The rapidly-escalating political fight over resettling Syrian refugees has already reached the halls of Congress, where senior Republicans want to use a critical government-funding bill to force President Obama’s hand.
GOP lawmakers are reacting in predictable fashion to reports that at least one of the terrorists involved in the Paris attacks had slipped into the country with refugees fleeing the chaos in Syria. Fearing a similar plot in the U.S., more than a dozen governors (including one Democrat) quickly demanded that the Obama administration keep refugees out of their states. But the real battle may be fought on Capitol Hill over the next several weeks, with an aggressive Republican push that could result in a government shutdown.

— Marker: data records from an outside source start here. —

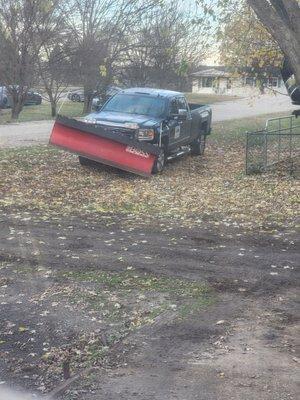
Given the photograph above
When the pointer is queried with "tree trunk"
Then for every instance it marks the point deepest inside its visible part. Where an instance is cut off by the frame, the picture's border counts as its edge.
(88, 99)
(53, 109)
(282, 23)
(16, 109)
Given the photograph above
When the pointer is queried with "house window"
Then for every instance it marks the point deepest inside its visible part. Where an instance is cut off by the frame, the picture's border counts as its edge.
(207, 82)
(249, 81)
(273, 82)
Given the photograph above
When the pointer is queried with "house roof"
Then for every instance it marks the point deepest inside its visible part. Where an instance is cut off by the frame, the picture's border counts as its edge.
(226, 72)
(212, 72)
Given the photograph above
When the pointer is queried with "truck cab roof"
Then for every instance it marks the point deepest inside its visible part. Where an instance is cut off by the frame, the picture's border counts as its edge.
(152, 92)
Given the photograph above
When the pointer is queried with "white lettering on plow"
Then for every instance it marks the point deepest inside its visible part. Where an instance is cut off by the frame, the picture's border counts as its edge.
(137, 152)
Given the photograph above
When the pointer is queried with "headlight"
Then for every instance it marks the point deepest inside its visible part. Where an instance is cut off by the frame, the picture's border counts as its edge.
(145, 134)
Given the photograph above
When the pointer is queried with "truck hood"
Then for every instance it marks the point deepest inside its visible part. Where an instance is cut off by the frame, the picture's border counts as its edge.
(105, 117)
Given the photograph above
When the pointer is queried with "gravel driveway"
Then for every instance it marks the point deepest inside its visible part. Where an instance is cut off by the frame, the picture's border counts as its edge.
(37, 132)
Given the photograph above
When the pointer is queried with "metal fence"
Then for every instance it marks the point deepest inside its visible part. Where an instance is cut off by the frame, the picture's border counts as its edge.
(278, 145)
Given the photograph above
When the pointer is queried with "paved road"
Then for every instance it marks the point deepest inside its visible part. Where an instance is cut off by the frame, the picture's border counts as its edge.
(32, 133)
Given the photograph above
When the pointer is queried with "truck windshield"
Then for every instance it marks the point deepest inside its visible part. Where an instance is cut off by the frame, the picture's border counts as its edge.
(136, 104)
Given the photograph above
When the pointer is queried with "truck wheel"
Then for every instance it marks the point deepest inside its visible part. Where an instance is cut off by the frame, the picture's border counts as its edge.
(85, 161)
(198, 146)
(160, 162)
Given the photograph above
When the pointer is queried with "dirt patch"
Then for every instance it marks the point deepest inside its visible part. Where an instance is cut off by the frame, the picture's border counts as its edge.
(192, 189)
(77, 286)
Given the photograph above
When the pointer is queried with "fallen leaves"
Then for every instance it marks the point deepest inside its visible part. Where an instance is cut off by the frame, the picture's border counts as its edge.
(192, 190)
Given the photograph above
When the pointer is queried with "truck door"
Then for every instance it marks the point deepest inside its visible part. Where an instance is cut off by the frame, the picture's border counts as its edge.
(185, 124)
(179, 128)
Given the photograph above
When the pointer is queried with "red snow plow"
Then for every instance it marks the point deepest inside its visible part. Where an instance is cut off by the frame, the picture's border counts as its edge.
(101, 145)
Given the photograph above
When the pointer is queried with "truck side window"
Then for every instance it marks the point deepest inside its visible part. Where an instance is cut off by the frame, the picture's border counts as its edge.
(173, 107)
(182, 103)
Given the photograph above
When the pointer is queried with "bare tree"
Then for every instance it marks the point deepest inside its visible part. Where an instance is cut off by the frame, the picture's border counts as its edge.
(167, 45)
(282, 20)
(101, 30)
(22, 34)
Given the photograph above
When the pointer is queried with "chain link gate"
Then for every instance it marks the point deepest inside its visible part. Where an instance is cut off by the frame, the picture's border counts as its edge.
(277, 145)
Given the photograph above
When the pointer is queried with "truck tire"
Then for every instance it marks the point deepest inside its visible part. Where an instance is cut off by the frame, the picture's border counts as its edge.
(86, 162)
(198, 145)
(160, 162)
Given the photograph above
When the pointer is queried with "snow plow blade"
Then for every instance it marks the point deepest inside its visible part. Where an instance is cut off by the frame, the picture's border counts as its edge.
(97, 143)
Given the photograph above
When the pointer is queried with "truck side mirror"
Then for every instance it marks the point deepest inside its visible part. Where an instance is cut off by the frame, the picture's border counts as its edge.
(182, 114)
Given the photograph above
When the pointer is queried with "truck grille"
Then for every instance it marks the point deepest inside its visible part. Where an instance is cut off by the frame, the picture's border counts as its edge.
(130, 133)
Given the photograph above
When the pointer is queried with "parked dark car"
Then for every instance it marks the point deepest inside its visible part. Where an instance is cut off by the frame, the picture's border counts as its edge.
(32, 98)
(98, 102)
(77, 96)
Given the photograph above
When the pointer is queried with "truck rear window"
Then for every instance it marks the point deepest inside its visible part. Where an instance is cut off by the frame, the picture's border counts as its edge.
(136, 104)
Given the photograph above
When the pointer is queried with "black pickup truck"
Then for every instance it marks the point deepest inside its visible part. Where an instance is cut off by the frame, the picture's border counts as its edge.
(159, 117)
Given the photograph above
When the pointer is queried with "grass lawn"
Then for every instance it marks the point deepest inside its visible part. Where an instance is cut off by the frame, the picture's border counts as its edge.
(43, 112)
(70, 109)
(208, 98)
(191, 189)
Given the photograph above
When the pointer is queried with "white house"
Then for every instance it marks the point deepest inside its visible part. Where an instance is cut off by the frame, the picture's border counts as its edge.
(225, 81)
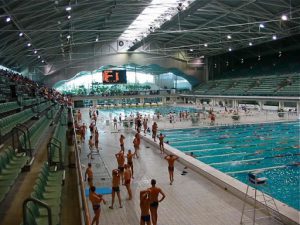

The White House and congressional leaders are now negotiating an enormous omnibus spending bill that will appropriate funds for the next 10 months according to the budget agreement that passed in October. That legislation—or another temporary measure—must pass by December 11, when current funding expires. Senator Jeff Sessions, an immigration hard-liner from Alabama, on Monday sent a letter calling for more restrictions on the administration’s plan to admit more than 10,000 Syrian refugees into the U.S. over the next year, including a separate vote by Congress—which would never pass in the current political climate. “It is not sound policy to encourage millions to permanently abandon their homes,” Sessions wrote. “We have resettled 1.5 million migrants from Muslim nations in the United States since 9/11, and it clearly has not contributed to the stabilization of unstable regions.”